Geoghegan: Outra coisa é fazer como fazemos: ter uma holding no topo e um banco separado em cada região ou país. O problema com essa estrutura é que não se obtém eficiência de capital.
Valor: Como o senhor descreveria a saúde do sistema bancário europeu e americano neste momento?
Geoghegan: Acho que os Estados Unidos estão melhor que a Europa. Os americanos têm o dólar por trás e o dólar ainda é a moeda de reserva. O euro nunca foi realmente testado. Eu acho que a Alemanha fará um bom esforço para ajudar os gregos, mas quem é o próximo? Vão socorrer também os espanhóis? Os irlandeses? É muito difícil fazer isso.
Valor: Como é a exposição do banco a esses países agora chamados Piigs?
Geoghegan: Bem, nós temos uma operação na Grécia, porque eu conheci minha esposa na Grécia. Mas é uma operação pequena, com dez agências. Na Espanha temos uma agência. Na França temos uma operação grande, em Paris, um banco francês. Na Turquia também temos.
Valor: Então o senhor não está preocupado?
Geoghegan: Não.
Valor: Nós vimos um redesenho do sistema bancário no mundo com a crise. O sr. acha que o movimento vai continuar e como o sistema se parecerá dentro de alguns anos?

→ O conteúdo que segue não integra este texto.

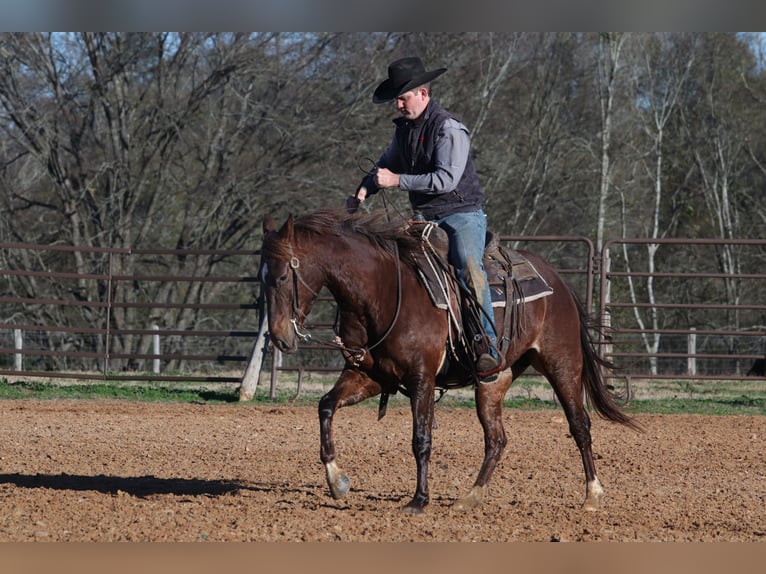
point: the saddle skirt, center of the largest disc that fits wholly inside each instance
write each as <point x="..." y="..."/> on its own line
<point x="512" y="278"/>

Geoghegan: Acho que ainda não vimos uma consolidação acontecer. Tivemos alguns bancos liquidados, como Lehman, Washington Mutual. Mas não vimos nada realmente estrutural acontecendo, algo que tem que acontecer ainda. Acho que haverá consolidações orgânicas, internas. Os bancos terão que decidir como alocar seu capital. Os reguladores passarão a insistir na criação de subsidiárias e, se eu não quiser ter uma subsidiária, terei que decidir o que fazer.

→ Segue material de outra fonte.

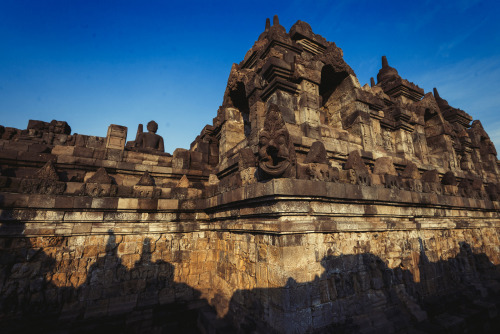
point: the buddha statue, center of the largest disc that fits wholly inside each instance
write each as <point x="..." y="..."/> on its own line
<point x="149" y="142"/>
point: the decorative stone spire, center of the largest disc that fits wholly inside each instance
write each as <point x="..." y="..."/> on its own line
<point x="276" y="20"/>
<point x="386" y="72"/>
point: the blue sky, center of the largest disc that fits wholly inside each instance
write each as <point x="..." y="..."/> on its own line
<point x="94" y="63"/>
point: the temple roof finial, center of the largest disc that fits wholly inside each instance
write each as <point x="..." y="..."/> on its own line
<point x="276" y="21"/>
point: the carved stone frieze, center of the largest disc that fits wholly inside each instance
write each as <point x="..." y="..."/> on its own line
<point x="276" y="150"/>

Valor: O senhor quer dizer dentro de cada banco?
Geoghegan: Sim. E então acho que as consolidações ainda não aconteceram. Se você olhar para o nosso resultado, aquela liquidez enorme que temos, por exemplo, teremos que consolidar aquilo de alguma forma. No momento eu não quero comprar (bancos). Onde comprar? É difícil.
Valor: Então o senhor acha que veremos um movimento de consolidação bancária mundial daqui para frente?
Geoghegan: Acho que a consolidação virá no final de 2010 ou em 2011. E particularmente com a Basileia 3, que tornará virtualmente impossível que alguns bancos sobrevivam, terá que haver consolidações.
Valor: E quem serão os consolidadores?
Geoghegan: Essa é uma pergunta muito boa, porque será uma dificuldade para os reguladores. Se eles acharem, por exemplo, que o HSBC é "grande demais para quebrar" e resolverem dividi-lo, ele se tornará "pequeno demais para sobreviver" e será alvo de aquisição. Então, sou contra isso e acho que, se algum regulador impuser isso, os bancos mudarão para outros países. Tamanho será uma grande questão. Será que os brasileiros terão permissão para comprar bancos nos Estados Unidos? Os chineses estão tentando comprar bancos nos EUA e estão sendo barrados. Não será tão fácil fazer a consolidação. Eles querem que os bancos americanos sejam consolidados por americanos.
Valor: E quando mesmo esse movimento tende a começar?
Geoghegan: No fim de 2010 ou em 2011. E não só por causa da Basileia. Este será um ano duro para o sistema bancário. As pessoas não querem tomar empréstimos e os bancos terão menos e menos receitas e terão que comprar outros ou serem comprados nos próximos 12 meses mais ou menos.
Valor: Será um período interessante para nós jornalistas, então, com muitas notícias.
Geoghegan: Mas não acho que teremos isso dentro do Brasil. O Unibanco já foi para o Itaú. Eu acho mais provável que aconteçam operações transnacionais, tomando vantagem de algumas oportunidades, comprando bancos numa mesma região ou em outras partes do mundo.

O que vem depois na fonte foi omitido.